Volgens pastoor Dinckels was er geen kerk in de hele omtrek, die zo grondig vernield was als het heiligdom van Tienray. Dat kan gekomen zijn door de sabotage, waardoor de toren in eerste instantie niet verwoest werd. Uit woede zouden de Duitsers toen op meer plaatsen springstof hebben aangebracht en tot ontploffing hebben gebracht. Het kan ook gelegen hebben aan de slechte kwaliteit van het kerkgebouw van 1877.
Teng Bartels: De kerk was met dynamiet geladen. Iemand heeft alles onklaar gemaakt, waardoor de Duitsers kwaad werden. Zij hebben daarop die verzetsdaad weer hersteld en nog een springlading aangebracht, waardoor de kerk op twee plaatsen de lucht in vloog.

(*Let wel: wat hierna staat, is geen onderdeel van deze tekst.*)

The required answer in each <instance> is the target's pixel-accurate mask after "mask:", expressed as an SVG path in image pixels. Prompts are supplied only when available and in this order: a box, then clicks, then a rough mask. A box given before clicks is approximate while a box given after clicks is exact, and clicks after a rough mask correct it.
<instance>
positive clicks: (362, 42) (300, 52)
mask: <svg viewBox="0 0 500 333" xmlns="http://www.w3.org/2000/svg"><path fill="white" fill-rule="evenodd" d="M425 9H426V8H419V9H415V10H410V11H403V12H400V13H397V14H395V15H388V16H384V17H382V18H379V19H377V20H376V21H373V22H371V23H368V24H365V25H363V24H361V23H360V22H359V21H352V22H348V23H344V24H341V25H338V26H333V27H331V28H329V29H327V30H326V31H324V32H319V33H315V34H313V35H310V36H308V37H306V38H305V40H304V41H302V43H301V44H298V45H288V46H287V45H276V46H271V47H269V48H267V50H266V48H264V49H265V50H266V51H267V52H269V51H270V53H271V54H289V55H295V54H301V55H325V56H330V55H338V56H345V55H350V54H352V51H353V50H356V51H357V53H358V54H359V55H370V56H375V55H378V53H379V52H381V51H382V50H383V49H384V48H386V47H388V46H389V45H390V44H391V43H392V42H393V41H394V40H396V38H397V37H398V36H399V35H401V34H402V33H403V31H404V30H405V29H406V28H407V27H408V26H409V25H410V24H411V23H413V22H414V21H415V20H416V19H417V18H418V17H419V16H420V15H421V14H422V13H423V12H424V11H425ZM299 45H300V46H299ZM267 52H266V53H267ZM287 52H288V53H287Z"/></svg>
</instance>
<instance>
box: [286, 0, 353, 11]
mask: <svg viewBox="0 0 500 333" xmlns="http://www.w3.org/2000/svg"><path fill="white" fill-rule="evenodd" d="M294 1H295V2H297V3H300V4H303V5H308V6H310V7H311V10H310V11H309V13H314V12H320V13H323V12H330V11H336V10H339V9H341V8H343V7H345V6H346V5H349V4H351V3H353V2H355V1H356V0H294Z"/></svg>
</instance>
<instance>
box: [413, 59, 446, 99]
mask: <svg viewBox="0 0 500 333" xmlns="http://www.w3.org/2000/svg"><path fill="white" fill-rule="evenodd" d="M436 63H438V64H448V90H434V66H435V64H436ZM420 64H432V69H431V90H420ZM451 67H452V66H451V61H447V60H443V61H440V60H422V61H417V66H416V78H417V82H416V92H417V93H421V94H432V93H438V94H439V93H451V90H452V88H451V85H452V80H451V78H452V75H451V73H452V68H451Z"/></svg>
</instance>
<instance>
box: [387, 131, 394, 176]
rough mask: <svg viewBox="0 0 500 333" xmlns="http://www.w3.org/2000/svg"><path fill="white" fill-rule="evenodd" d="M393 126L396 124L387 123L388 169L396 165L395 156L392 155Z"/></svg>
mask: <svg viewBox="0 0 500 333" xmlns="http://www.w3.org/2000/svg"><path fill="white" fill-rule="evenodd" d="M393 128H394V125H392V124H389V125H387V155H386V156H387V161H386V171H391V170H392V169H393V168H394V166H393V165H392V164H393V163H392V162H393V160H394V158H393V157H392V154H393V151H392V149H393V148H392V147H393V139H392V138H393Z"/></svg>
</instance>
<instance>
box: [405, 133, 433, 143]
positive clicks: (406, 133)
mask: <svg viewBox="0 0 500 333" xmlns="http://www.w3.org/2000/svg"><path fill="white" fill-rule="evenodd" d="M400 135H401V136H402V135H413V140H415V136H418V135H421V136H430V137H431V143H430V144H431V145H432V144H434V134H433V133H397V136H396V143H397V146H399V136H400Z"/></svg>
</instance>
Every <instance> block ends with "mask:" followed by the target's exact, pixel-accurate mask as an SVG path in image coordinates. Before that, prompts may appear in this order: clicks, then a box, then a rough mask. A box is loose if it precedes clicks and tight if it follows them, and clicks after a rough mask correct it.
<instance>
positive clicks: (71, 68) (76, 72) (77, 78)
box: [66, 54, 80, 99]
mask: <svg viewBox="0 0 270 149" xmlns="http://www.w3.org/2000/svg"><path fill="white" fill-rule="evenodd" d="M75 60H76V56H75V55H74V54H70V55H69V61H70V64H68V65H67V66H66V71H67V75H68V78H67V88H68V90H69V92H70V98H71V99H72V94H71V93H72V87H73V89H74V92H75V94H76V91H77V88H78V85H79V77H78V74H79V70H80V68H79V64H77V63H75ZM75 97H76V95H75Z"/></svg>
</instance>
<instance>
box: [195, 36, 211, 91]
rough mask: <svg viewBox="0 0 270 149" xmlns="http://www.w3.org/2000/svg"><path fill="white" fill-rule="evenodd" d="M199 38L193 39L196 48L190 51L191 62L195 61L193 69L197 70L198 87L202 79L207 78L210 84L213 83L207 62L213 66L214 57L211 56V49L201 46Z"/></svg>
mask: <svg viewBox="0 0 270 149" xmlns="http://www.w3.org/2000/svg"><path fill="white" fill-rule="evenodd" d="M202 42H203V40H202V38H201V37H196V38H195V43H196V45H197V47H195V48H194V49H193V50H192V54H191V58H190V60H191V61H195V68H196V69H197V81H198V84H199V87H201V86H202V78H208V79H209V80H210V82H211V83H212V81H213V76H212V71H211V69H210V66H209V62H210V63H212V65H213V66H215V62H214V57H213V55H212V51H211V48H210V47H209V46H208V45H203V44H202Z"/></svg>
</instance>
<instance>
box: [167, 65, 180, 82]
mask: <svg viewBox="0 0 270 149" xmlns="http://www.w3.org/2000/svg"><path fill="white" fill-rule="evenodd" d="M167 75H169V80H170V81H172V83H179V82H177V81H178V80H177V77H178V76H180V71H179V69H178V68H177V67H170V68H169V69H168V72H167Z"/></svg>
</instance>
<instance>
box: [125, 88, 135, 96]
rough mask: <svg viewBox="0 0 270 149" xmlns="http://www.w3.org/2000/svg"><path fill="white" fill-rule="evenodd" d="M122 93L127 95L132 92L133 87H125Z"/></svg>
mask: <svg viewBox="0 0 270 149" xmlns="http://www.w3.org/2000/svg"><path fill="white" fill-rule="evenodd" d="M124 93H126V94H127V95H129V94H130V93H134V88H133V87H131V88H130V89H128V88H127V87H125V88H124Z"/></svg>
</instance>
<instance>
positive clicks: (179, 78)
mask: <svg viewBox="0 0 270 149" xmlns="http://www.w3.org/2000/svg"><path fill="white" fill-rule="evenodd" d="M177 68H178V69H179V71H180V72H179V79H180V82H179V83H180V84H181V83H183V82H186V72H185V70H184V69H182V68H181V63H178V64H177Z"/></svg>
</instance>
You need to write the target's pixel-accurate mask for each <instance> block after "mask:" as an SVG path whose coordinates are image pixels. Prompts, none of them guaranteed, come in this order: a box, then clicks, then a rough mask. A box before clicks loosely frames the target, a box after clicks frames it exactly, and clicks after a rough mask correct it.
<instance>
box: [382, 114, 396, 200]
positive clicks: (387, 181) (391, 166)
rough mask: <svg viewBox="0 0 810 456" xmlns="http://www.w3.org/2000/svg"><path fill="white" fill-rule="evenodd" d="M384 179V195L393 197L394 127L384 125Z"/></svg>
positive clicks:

Een droevige herinnering door zuster Christilla, C.P.S.
22 november 1944
Ja, Tienray’s dierbaarste klokje
Was wel Moeders heiligdom;
Want iedereen mocht er komen,
Steeds was men er wellekom.
Maar….hevig woedde de oorlog
Veel puinhopen zag men alom;
Op een trieste novembermorgen
Viel ook Moeders heiligdom….
En arm als wij, arme mensen
Stond toen het genadebeeld,
Om met ons de pijn te dragen.
Zij, die óók onze vreugde deelt.

Ook de schoorstenen van de beide steenfabrieken moesten het ontgelden. Een Duitse militair had er veel plezier in, dat de schoorstenen van de steenfabrieken werden opgeblazen. Hij kreeg van een officier daarvoor een trap onder zijn achterste. Toch ging er een zucht van verlichting door het dorp, omdat Tienray tijdelijk van die hinderlijke roetuitstoot verlost was.